太后娘娘前些日子磕了头昏迷了半月,好不容易前日苏醒过来,可一直闭门不出。
这样对凤体怎么可能会有好处,而且太医也叮嘱要让太后娘娘多走走散散心。
毕竟皇帝出手打压苏家已经到了不可换回的地步,太后再这么损伤自己的身体实在是助了皇帝嚣张的气焰。
语毕殿内安静无声,只剩熏香徐徐升起。
不过落云不敢再出声询问,毕竟连皇帝前来看望都吃了闭门羹,见太后并无回复便告诉太后她随时在外面守着,有需要传唤她即可。
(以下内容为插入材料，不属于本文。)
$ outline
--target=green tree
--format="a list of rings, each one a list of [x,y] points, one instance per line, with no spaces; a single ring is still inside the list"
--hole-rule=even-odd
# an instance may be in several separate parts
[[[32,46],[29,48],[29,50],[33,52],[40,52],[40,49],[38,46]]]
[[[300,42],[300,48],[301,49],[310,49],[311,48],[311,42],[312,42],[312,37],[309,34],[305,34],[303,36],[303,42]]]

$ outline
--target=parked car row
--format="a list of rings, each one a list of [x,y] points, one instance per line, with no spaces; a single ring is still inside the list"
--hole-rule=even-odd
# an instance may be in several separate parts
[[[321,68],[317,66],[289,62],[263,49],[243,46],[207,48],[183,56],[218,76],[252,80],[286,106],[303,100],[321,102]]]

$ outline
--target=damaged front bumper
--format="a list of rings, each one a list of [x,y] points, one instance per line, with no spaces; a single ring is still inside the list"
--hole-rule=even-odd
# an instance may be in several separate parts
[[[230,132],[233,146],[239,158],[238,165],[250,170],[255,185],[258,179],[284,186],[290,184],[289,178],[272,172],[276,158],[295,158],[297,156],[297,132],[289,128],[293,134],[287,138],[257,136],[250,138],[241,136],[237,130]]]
此时内室里华丽金贵的贵妃榻上躺着一名香肩半露毫无形象的女子,女子听见落云告退的声音,不由舒了一口气。
这两日一直在接收原身接近半辈子的记忆,让她头痛欲裂,根本说不了话更别提让她出去遛弯了。
想她不过是因为长时间加班导致的过劳死而已,怎么就穿越到这莫名其妙的地方。
关键还是两个孩子的老母亲!
想到这苏婉婉更愁了,她连男人手都没牵过,就这样当了娘。
最关键她的好大儿是当今的皇帝!她还是拥有一些权利的太后,皇帝一天眼巴巴希望她死,这种情况她怎么活!
为什么别人穿越都顺风顺水,怎么她就成了半老徐娘!
老天还她青春!
可下一秒苏婉婉又觉得自己不亏,毕竟她现在是全天下最有权的老女人。
苏婉婉默默流泪悔恨锤了下自己的腿,怎么到这种时候,她还不忘CPU自己。
她还是想想怎么应对她那犹如人精的好大儿吧,毕竟上次刚醒过来,她害怕皇帝进来直接一刀劈了她,就下令落云不准皇帝进康宁宫,她已经可以想象皇帝的脸色有多黑了。
估摸这两天她没出殿的消息传遍了宫中,皇帝又会来上演一番寸草春晖的虚假戏码了。
原身好好的清闲太后不当,要当垂帘人,这让她好难。
想了许久都没想明白怎么样才能把她手上的东西看似合理地交还给皇帝。
走一步看一步吧。
希望皇帝还认她这个老妈。
待殿内重归安静,苏婉婉意念一动,整个人消失在软榻上。
还好她穿越也有金手指,不过看起来寒碜许多,只得了一个方小天地,空间里面有一汪清泉,泉水格外清澈。
苏婉婉俯身捧上一捧泉水,双唇吸食了起来,入口甘甜滋润,凉爽回味无穷。
这两日喝了这泉水,皮肤都变得吹弹可破,脸上细纹也消失不见。
身体半夜会出现黑泥,她知道这是这具身体长期以往积累的杂物,今日倒是没了这黑泥的出现。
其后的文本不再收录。